Turnover in the quarter to December 31st fell 12.1% year-on-year, although full year sales rose 3.4%. The company said it expected full year EBITDA (earnings before interest, tax, depreciation and amortisaton) to be £46m, compared to £49.6m the year before.
Lettings, on the other hand, did pretty well – up 7.7% compared to the fourth quarter of 2013. But even though renting makes up half of Foxtons’ business that wasn’t enough to make up for the downturn in sales.
Its shares duly dropped 3.5% to 155.5p in early-morning trading, a far cry from the day it IPO-d at the height of London property overexcitement back in September 2013, when they jumped 16% to 267p. But then something strange happened: trading volumes spiked and shares were more than 7% higher at midday at around 173p. What’s going on?
Credit: Yahoo Finance
‘Short positions closing,’ according to Jefferies analyst Anthony Codling. That is, investors who bet on Foxtons’ share price falling are cashing in by buying shares at a pre-agreed low price. Except that’s pushed up the price again. Makes sense.

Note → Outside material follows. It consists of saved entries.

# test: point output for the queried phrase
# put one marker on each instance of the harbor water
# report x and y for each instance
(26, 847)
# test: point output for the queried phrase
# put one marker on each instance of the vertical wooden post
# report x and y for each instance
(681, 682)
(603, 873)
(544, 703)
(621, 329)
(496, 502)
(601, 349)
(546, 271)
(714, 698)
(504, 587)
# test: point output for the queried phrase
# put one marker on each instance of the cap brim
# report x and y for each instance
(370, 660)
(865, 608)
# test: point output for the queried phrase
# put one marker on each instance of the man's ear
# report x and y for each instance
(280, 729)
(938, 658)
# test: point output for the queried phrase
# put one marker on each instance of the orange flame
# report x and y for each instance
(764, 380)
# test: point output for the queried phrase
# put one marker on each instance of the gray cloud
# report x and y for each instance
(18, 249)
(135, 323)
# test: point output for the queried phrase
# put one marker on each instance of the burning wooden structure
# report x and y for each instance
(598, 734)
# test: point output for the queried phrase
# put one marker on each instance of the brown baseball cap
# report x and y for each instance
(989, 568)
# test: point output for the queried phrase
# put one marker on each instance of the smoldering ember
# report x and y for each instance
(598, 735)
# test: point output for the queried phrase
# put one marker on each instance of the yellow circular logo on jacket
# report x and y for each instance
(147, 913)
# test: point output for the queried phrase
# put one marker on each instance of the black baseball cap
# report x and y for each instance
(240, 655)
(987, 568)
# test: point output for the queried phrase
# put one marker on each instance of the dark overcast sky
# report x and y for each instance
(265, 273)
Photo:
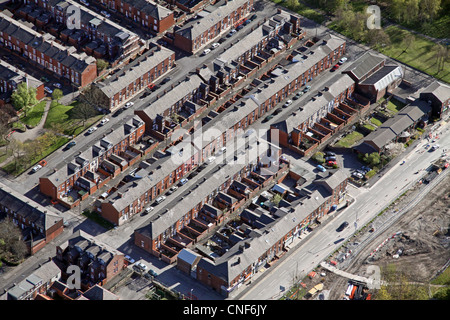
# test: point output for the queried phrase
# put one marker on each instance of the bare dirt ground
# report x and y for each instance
(424, 241)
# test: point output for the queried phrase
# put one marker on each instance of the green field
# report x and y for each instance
(34, 115)
(420, 54)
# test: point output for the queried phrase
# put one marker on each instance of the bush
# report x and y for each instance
(319, 157)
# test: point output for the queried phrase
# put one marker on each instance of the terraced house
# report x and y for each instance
(210, 23)
(71, 181)
(64, 62)
(39, 225)
(120, 87)
(11, 77)
(96, 35)
(245, 246)
(145, 12)
(99, 262)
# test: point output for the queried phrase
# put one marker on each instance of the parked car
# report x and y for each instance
(140, 267)
(70, 144)
(91, 130)
(287, 103)
(147, 210)
(160, 199)
(268, 118)
(342, 226)
(129, 259)
(298, 95)
(166, 80)
(36, 168)
(172, 190)
(434, 147)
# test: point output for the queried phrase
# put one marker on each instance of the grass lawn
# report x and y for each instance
(419, 55)
(21, 167)
(349, 140)
(34, 115)
(59, 116)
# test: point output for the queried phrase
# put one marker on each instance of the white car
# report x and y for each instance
(342, 60)
(91, 130)
(37, 168)
(129, 259)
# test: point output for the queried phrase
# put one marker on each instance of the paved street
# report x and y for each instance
(324, 240)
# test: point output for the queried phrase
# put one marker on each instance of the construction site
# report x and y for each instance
(415, 245)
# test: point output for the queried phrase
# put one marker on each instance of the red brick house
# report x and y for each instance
(64, 62)
(213, 22)
(145, 12)
(99, 263)
(39, 225)
(94, 165)
(11, 77)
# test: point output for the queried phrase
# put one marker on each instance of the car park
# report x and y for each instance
(91, 130)
(342, 226)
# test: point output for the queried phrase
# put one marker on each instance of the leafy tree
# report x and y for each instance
(57, 94)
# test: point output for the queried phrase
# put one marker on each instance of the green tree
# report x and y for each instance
(23, 97)
(57, 94)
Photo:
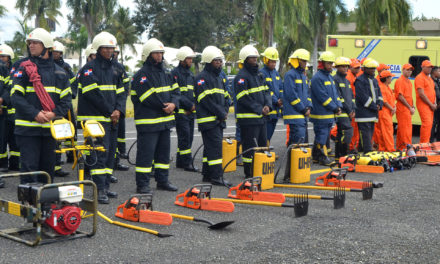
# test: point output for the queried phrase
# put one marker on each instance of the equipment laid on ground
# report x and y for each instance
(199, 197)
(139, 208)
(53, 210)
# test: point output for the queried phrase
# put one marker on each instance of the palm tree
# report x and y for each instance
(91, 13)
(123, 28)
(379, 17)
(41, 9)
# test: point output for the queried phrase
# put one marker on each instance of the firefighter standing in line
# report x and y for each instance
(296, 97)
(121, 148)
(425, 100)
(385, 124)
(345, 130)
(253, 104)
(32, 128)
(58, 52)
(275, 84)
(368, 102)
(212, 105)
(185, 116)
(353, 72)
(326, 105)
(102, 98)
(404, 107)
(155, 96)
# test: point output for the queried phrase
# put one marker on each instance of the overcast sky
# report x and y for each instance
(9, 23)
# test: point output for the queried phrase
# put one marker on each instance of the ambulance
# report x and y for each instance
(394, 51)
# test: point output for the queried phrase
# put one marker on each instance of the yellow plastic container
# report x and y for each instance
(264, 167)
(229, 150)
(300, 164)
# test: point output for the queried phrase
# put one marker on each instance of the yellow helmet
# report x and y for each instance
(210, 53)
(6, 50)
(152, 45)
(104, 39)
(248, 51)
(58, 46)
(327, 56)
(342, 61)
(271, 53)
(185, 52)
(41, 35)
(370, 63)
(90, 50)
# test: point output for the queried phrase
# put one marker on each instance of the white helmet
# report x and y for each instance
(210, 53)
(185, 52)
(104, 39)
(248, 51)
(152, 45)
(41, 35)
(90, 50)
(58, 46)
(6, 50)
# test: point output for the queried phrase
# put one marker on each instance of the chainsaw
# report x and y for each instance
(199, 197)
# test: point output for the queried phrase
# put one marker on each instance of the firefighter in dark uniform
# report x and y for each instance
(185, 116)
(296, 97)
(32, 128)
(155, 96)
(275, 83)
(368, 103)
(343, 121)
(326, 104)
(121, 151)
(58, 51)
(212, 105)
(102, 98)
(253, 104)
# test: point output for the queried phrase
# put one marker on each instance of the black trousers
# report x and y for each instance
(185, 134)
(212, 153)
(366, 131)
(250, 133)
(153, 149)
(102, 170)
(39, 155)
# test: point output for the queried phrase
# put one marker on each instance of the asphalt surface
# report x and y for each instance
(399, 225)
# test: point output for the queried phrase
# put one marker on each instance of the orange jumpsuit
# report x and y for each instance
(355, 139)
(426, 83)
(385, 124)
(404, 87)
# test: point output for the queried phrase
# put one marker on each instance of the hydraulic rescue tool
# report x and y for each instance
(199, 197)
(139, 208)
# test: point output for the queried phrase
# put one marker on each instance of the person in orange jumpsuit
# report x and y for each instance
(385, 124)
(404, 107)
(425, 100)
(352, 73)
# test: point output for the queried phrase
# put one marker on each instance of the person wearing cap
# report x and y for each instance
(185, 116)
(296, 97)
(353, 72)
(385, 123)
(275, 83)
(155, 96)
(425, 100)
(212, 106)
(435, 132)
(102, 98)
(403, 89)
(120, 144)
(326, 104)
(368, 102)
(253, 104)
(33, 113)
(344, 128)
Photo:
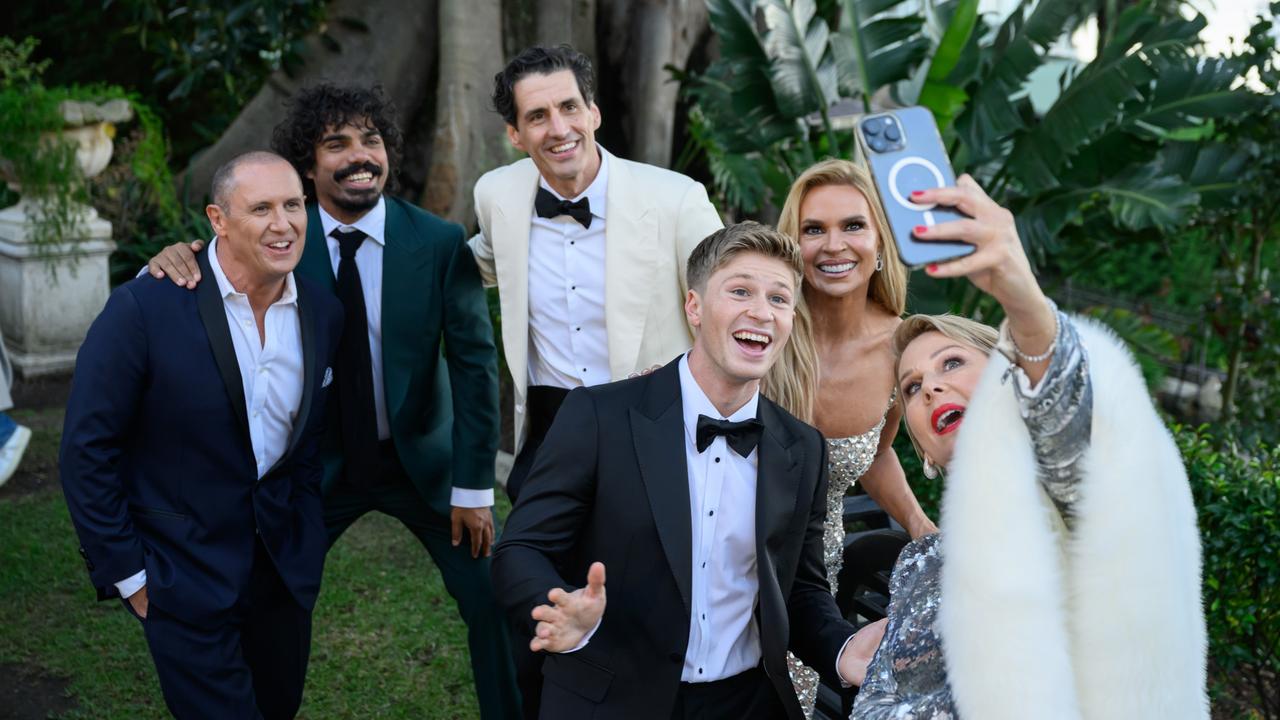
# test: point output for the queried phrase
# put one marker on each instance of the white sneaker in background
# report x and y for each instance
(10, 455)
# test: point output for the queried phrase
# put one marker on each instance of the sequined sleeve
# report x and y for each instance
(908, 675)
(1059, 413)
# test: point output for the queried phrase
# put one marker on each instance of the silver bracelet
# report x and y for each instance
(1048, 351)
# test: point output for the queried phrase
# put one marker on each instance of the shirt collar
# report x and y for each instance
(371, 223)
(227, 290)
(695, 401)
(597, 194)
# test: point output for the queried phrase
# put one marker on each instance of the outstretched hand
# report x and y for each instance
(571, 615)
(178, 261)
(997, 265)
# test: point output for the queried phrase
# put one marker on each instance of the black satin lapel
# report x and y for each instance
(213, 314)
(661, 451)
(777, 482)
(310, 377)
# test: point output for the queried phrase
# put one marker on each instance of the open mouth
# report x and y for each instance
(563, 149)
(753, 342)
(836, 268)
(947, 418)
(280, 247)
(360, 177)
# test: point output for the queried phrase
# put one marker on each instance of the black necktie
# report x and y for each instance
(743, 437)
(355, 376)
(551, 206)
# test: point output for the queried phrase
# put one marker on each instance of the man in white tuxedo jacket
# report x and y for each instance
(588, 250)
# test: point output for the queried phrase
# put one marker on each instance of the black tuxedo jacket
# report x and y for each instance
(156, 461)
(611, 484)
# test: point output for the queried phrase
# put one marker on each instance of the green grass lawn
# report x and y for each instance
(388, 641)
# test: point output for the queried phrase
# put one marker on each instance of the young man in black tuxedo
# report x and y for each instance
(703, 501)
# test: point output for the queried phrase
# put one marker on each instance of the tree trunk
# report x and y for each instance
(396, 50)
(567, 21)
(469, 133)
(640, 40)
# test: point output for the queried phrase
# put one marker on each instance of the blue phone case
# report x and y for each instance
(905, 153)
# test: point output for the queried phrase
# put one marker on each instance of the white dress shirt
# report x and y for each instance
(567, 341)
(369, 261)
(272, 374)
(723, 638)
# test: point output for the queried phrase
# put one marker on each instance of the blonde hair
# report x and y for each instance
(717, 249)
(792, 382)
(952, 327)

‘I don’t think people are suddenly having a different view on the London housing market,’ Codling told MT. And official data does indeed show it coming off the boil: annual property price inflation in the capital was an eyewatering 15.3% in the year to November, but has come down from 19.6% back in August.
There is also another sign there’s trouble brewing in ‘Prime Central London’ property (i.e. the bits only foreign investors can afford): an impending glut of new luxury flats.
Some 54,000 homes are being planned, already have planning permission or are under construction in a swathe of the capital extending from Earl’s Court (where the exhibition centre is being turned into flats) to Tower Bridge and Regent’s Park to the South Bank, according to research by property buyer advisers Property Vision. Their developers will be hoping to put most of them on the market for at least £1m. But only 3,900 £1m-plus properties were sold in central London in 2014, according to data from property database Lonres.
What the skyline at Vauxhall and Battersea could soon look like. Source: Property Vision
When there’s an oversupply like that and no extra demand to go with it, prices are only going to go one way. And that’s bad news for Foxtons and its fleet of minis.